The problem is that those with the resources to do these studies do not have the motivation.
Maybe some day. Really good long term studies cost a great deal of money.
many drugs aren't researched
I find it interesting that the use of Neurofeedback for ADD/ADHD is not promoted due to lack of research, even in the face of substantial clinical success, when the use of drugs that were developed and researched for other conditions, but not ADD or ADHD are used off label for ADD and ADHD. Many drugs have absolutely no research whatsoever to back their use in ADD or ADHD yet we trust the doctors to use them based on clinical evidence or because the pharmaceutical companies say to use them. The latest scandel involving Neurotin comes to mind.

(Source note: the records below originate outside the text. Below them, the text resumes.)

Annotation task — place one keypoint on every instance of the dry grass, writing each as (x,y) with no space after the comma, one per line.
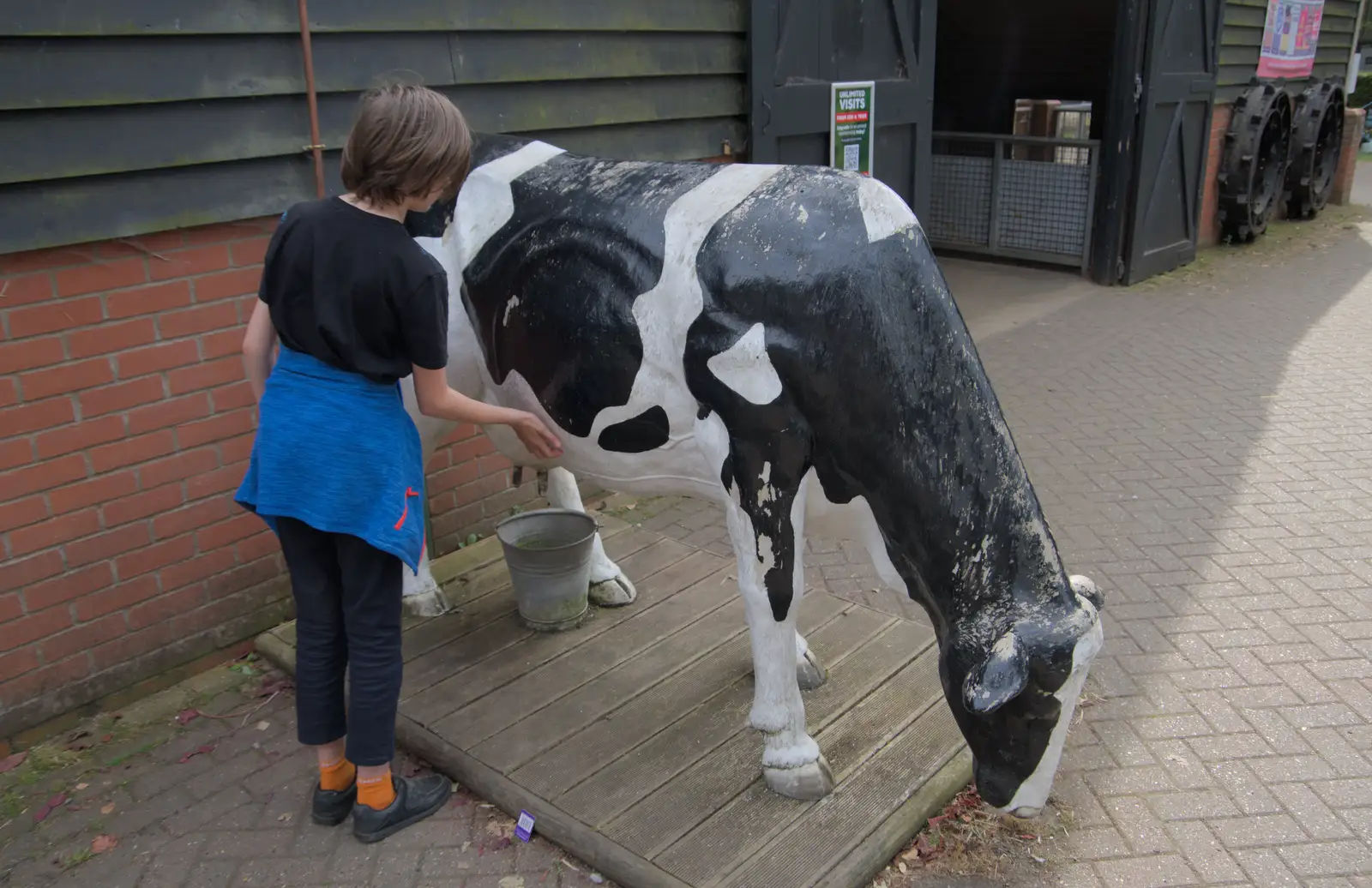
(971,839)
(1218,267)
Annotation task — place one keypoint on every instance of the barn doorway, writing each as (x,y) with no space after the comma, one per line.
(1063,132)
(1061,136)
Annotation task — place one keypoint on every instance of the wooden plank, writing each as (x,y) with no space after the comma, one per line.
(665,140)
(480,595)
(47,214)
(135,70)
(51,144)
(678,806)
(825,833)
(431,672)
(745,826)
(539,687)
(261,16)
(545,728)
(592,847)
(642,718)
(496,615)
(73,212)
(459,689)
(715,741)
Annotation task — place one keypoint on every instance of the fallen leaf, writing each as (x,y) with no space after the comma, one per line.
(194,753)
(274,686)
(51,805)
(13,762)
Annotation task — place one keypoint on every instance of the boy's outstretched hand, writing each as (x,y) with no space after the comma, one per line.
(537,437)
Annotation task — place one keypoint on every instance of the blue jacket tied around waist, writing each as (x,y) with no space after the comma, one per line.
(340,453)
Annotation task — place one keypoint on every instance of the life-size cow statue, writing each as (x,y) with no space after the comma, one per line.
(779,340)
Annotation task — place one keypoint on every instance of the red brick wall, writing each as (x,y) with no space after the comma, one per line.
(1209,228)
(125,425)
(1349,160)
(1209,233)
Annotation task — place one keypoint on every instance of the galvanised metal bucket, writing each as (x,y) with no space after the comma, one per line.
(549,556)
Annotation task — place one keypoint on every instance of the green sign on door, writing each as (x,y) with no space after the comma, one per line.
(851,133)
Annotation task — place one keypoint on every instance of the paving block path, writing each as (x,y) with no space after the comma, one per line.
(1202,450)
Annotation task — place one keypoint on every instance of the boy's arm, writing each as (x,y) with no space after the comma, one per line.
(441,402)
(258,347)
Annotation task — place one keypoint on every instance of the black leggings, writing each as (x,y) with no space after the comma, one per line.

The double standard really must stop. I can tell you that anyone who has ever used Neurofeedback and seen the successes that I have seen does not need an NIH study to them that it works.

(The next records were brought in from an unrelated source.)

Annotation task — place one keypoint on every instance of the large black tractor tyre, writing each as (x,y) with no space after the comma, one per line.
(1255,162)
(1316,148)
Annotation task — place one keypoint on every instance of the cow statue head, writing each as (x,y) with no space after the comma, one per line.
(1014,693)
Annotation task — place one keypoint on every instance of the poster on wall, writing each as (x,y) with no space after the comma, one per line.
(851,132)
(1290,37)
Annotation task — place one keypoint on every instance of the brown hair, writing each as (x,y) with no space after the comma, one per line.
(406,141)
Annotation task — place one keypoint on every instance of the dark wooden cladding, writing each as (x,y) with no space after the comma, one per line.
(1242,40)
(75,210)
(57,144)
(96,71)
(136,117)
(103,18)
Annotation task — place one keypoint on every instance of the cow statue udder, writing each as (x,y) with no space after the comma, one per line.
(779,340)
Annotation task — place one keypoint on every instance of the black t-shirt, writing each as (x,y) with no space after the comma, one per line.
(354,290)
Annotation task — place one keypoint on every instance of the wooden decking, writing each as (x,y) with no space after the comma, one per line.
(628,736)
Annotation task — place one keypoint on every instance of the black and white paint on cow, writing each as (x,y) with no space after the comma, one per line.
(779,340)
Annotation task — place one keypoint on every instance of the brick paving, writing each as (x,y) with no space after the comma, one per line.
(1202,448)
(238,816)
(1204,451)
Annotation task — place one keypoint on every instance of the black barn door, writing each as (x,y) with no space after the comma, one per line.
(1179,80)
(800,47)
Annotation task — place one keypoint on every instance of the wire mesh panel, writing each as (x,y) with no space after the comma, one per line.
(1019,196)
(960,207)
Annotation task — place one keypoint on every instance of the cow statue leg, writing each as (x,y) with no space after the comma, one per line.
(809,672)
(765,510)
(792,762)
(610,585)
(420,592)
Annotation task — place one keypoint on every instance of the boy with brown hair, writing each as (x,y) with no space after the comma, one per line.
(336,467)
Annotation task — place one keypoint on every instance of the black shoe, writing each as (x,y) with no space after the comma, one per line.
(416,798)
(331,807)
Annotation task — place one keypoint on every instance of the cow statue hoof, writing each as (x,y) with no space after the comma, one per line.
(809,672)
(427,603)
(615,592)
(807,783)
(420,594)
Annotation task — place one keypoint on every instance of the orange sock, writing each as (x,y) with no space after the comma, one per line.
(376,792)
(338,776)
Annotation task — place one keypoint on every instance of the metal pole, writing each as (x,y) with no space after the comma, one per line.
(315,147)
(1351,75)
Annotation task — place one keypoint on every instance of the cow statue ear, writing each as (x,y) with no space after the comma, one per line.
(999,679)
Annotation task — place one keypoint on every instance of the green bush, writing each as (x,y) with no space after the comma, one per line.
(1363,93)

Re: Interesting New Research (long but worth reading)
Hi, Stacie.
Welcome to LDonline.
I visited you web site. It was very interesting.

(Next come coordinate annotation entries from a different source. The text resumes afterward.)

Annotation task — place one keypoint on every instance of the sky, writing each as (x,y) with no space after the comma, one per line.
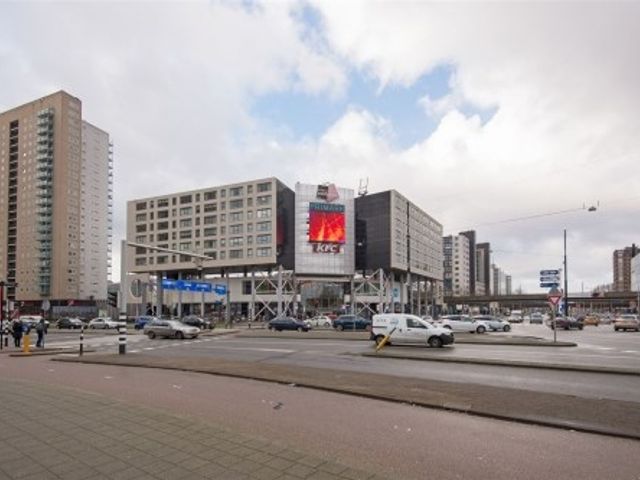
(510,118)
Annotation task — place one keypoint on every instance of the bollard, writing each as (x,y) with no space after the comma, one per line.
(26,343)
(122,341)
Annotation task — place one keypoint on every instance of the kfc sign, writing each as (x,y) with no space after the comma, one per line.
(326,247)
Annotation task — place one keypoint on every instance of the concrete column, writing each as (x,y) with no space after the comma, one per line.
(160,295)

Could you tell me what you have your Master’s degree in and what an “experimental scientist” does.
Thanks,
Barb
Re: Interesting New Research (long but worth reading)
Dear BGB,
I have a BS in Chemistry, and an ABD (all but dissertation. Hahaha) in Oceanography. My research was on the effect of phytoplankton (algae) on the chemistry of the oceans. So my oceanography is heavily into chemistry, biochemistry and biology. I also have a great deal of biology as I was a pre-med originally, but after the horrible things we did to animals in animal physiology I decided to not be an M.D
An experimental scientist is someone who does experiments. I did some in the lab and some in the ocean. I’ve done chemistry and oceanography research for private firms as well as the EPA and the National Science Foundation. I also have alot of physics and math and some psychology.
My background allows me to understand all the science behind the research on Neurofeedback. I have loads of biochemistry so the biochemistry of behavior makes complete sense to me. My experience with ADD and ADHD as a parent and spouse of ADDers is invaluable. Because the style of training I use is based on the dynamic behavior of brainwaves, my ability to do quick graphical analysis and to see patterns in the spectra is very important and these are skills I learned as a scientist.
I do not consider myself a therapist. I am a trainer. I do not do any kind of psychotherapy or even behavioral therapy. I do, however, enjoy my clients very much and try to make their time with me interesting and enjoyable. I just help my clients to train their brainwaves to be stable and all the good stuff just happens :-)
They state, “at this point in our knowledge medication is the most effective treatment for ADHD.”
How can one conclude that when interactive metronome or biofeedback were not used on the controls?
Why isn’t there a study that uses those treatment on the control groups to truely conclude this? I would really like to see that but I don’t expect to see it anytime soon.
I guess the statement “at this time in our knowledge,” allows for that conclusion but I still see that conclusion as misleading.